Jack made no overt expression of interest, though his grey eyes stayed fixed on the patterns as he shoved away from the wall to roll his neck. "Be as the ever-unfolding chrysanthemum. Point made. What do I do?"
"Don't look at the coins. Look at the force behind the pattern." It was strange, that he could be standing in a room with a man who'd attacked him, and yet feel so utterly at peace in the center of the spiraling patterns.

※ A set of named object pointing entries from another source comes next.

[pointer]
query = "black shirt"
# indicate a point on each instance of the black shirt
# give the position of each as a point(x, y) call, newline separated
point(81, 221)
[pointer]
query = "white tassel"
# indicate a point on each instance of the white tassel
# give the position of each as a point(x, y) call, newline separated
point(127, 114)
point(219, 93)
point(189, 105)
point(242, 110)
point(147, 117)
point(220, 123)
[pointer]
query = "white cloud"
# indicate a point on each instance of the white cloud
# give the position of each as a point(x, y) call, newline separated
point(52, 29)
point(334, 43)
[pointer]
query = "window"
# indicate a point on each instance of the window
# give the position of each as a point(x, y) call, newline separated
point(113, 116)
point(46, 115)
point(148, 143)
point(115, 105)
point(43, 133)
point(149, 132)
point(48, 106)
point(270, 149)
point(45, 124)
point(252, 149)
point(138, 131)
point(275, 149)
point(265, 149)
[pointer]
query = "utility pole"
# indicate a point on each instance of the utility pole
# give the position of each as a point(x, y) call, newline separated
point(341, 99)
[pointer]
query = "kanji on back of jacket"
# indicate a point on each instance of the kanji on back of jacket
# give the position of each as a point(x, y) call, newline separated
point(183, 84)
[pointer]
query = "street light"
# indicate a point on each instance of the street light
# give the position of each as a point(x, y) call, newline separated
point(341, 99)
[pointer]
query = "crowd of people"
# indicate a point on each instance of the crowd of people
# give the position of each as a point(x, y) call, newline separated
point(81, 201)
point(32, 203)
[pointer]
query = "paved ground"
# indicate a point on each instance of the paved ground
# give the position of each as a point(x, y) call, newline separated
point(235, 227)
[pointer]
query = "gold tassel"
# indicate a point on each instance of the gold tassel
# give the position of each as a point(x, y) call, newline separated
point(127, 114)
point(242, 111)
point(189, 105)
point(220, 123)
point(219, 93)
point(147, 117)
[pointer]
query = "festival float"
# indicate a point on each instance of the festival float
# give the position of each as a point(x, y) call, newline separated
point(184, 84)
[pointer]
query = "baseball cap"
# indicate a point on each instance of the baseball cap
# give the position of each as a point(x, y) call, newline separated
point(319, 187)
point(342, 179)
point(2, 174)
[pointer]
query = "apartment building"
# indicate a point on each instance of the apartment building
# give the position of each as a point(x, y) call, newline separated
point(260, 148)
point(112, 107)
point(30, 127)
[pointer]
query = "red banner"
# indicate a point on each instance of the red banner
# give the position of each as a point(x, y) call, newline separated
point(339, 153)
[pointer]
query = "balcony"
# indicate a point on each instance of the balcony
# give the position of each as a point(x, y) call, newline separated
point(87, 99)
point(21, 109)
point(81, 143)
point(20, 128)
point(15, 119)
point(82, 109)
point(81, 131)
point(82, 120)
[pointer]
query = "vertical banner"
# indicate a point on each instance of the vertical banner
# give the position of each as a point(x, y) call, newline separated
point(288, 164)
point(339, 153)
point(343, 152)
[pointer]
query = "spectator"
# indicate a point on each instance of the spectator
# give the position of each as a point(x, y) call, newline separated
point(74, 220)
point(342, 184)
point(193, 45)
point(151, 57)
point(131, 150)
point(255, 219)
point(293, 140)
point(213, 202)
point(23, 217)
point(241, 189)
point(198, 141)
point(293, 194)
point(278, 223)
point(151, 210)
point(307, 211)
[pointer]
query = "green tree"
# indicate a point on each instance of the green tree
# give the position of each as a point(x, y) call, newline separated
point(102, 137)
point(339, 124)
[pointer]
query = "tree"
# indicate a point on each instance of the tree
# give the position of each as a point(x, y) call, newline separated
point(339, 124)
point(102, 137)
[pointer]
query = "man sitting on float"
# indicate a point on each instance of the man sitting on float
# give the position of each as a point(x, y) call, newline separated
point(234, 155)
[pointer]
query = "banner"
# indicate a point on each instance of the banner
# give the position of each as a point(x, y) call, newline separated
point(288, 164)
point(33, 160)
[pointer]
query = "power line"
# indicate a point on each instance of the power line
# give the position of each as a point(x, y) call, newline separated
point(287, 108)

Outside reflected inside, however. He remembered Askani, telling him just that.
The coins continued their oscillations, yet Jack did nothing -- or nothing that was noticeable. Basic as his manipulation was, motion and force were the two factors he'd never had a problem following. The alter just stood there, waiting.
"Can you take ten of them from me?" Nathan asked. "Without dropping them, or disrupting the rest of the pattern?"
Nathan's mind was only around them loosely; he didn't have to challenge for grip. That, however, did nothing for the fact that he had to fixate on the specific coins enough to extract them.
After a moment of study, Jack raised his hand and reached for the pattern.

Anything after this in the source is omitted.